🤖 AI Summary
Insufficient interpretability of machine learning models in software engineering (SE), particularly undermining decision transparency in critical tasks such as vulnerability detection.
Method: We conduct a systematic literature review (SLR) analyzing 108 peer-reviewed papers spanning 23 SE tasks.
Contribution/Results: This study establishes the first comprehensive XAI (Explainable AI) landscape for SE, identifying six high-value application scenarios and seven mainstream technical approaches. It reveals critical gaps in evaluation methodologies—especially the absence of structured, empirically grounded benchmarks for SE-XAI. Furthermore, we synthesize a prioritized list of industrial deployment challenges and actionable best practices. By bridging the gap between theoretical XAI research and SE practice, this work provides a foundational, evidence-based reference for both academic investigation and real-world engineering adoption of interpretable ML in software development and assurance.
📝 Abstract
The remarkable achievements of Artificial Intelligence (AI) algorithms, particularly in Machine Learning (ML) and Deep Learning (DL), have fueled their extensive deployment across multiple sectors, including Software Engineering (SE).
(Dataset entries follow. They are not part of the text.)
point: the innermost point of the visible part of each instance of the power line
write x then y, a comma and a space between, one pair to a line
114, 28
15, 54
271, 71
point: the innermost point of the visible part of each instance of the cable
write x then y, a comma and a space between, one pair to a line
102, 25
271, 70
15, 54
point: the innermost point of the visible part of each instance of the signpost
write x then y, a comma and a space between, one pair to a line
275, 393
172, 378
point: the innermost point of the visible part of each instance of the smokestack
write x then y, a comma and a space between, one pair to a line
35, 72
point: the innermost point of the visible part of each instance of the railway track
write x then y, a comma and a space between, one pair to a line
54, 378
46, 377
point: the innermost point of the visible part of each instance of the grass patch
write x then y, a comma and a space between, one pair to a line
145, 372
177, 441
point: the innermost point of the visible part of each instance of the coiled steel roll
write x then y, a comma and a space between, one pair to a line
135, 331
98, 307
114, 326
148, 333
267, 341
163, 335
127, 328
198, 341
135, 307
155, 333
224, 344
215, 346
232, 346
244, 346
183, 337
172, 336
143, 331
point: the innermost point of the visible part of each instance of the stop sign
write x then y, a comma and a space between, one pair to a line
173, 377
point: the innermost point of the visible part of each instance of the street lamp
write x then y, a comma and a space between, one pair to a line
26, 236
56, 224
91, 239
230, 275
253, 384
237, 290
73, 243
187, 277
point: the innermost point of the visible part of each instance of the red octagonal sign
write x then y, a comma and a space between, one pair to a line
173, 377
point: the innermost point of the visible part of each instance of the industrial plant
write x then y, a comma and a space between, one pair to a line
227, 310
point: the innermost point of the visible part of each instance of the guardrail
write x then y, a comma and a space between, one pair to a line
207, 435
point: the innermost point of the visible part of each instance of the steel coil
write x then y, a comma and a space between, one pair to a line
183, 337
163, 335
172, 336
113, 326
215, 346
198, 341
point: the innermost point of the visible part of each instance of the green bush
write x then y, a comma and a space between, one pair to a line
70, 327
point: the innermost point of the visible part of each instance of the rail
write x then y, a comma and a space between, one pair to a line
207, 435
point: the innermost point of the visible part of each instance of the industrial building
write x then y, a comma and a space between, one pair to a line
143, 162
However, due to their black-box nature, these promising AI-driven SE models are still far from being deployed in practice. This lack of explainability poses unwanted risks for their applications in critical tasks, such as vulnerability detection, where decision-making transparency is of paramount importance. This paper endeavors to elucidate this interdisciplinary domain by presenting a systematic literature review of approaches that aim to improve the explainability of AI models within the context of SE. The review canvasses work appearing in the most prominent SE&AI conferences and journals, and spans 108 papers across 23 unique SE tasks. Based on three key Research Questions (RQs), we aim to (1) summarize the SE tasks where XAI techniques have shown success to date; (2) classify and analyze different XAI techniques; and (3) investigate existing evaluation approaches. Based on our findings, we identified a set of challenges remaining to be addressed in existing studies, together with a set of guidelines highlighting potential opportunities we deemed appropriate and important for future work.